Your Sinclair


Stainless Steel

Author: Phil South
Publisher: Mikro-Gen
Machine: Spectrum 48K

 
Published in Your Sinclair #10

Stainless Steel

(Dum-diddly-dum crash bong tish dum-diddly-dum epic music) Ricky Steel, teenage superhero, nosed his car around the bend in the desert road. What was that glinting in the distance... his blood ran cold as he picked out the sleek snout of a heat-seeking missile, boring through the air towards him. He snapped back the joystick and his car sailed into the air, the twin machine guns at its front spitting certain death...

Mad Max anyone? In this tale of future violence, literally everything is bristling with machine guns and considering what you, as Ricky, are up against, it's just as well. As you fly along the roadways/seaways a la Spy Hunter in your car (if it flies all the time, why is it a car?) a multitude of very, very fast moving missiles and droid helicopters are flying in the opposite direction. It's your task to first find your car and get in it and then plough your way through successive streams of "two directional replacement inertia scrolling" screens until... well, until you snuff it, really!

To be perfectly honest, I thought that the missiles weren't the only things that were boring through the air. Although undoubtedly very skilfully produced and written, after a short time the relentless stream of helicopters and interesting looking aliens begins to pall. On top of this the explosion sound effect, (for all the world sounding like fingernails down a blackboard), very quickly gets on your nerves and 'cos the game is so difficult you get to hear it quite a lot.

Stainless Steel

The difficulty of the gameplay stems from the speed of the aliens, and the slowness of Ricky, plus the ineffectual armourments he's supplied with. Why, if this is such a hot blast'em up, is Ricky shooting single pixels? Have you ever tried shooting accurately at a fast moving droid helicopter with a leaky peashooter? Well, you certainly get enough practice here. Because Ricky dawdles along so slowly, even the most lackadaisical droid 'copter can whizz up behind him and shoot him in the back before he can bring his death-dealing pixel dribbler to bear.
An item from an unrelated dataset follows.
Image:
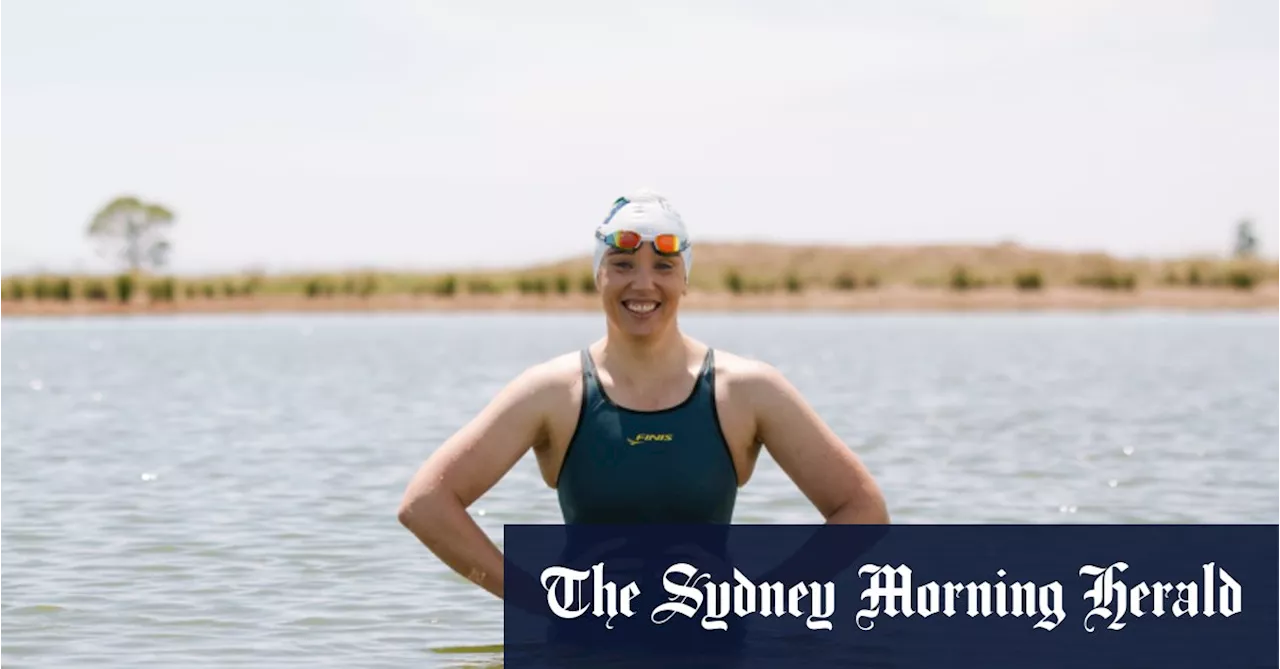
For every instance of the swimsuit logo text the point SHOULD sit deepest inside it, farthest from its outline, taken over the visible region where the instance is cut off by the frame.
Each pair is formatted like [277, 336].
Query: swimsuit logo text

Another unfortunate tendency with this game is the No Win Startup situation. This is where you lose a life just after you begin a new round due, not to incompetence on your part, but to the fact that a droid 'copter materialises right in front of you before you can even move. Scrrriiittchhh! You're dead.

If you like shooty games and can be fagged to persist, then this is as good a game as any I suppose. But in the originality of game play stakes this ranks alongside most of the best budget games. Which would be fine if it was a budget game. Sorry, Ricky. I wasn't so easily impressed.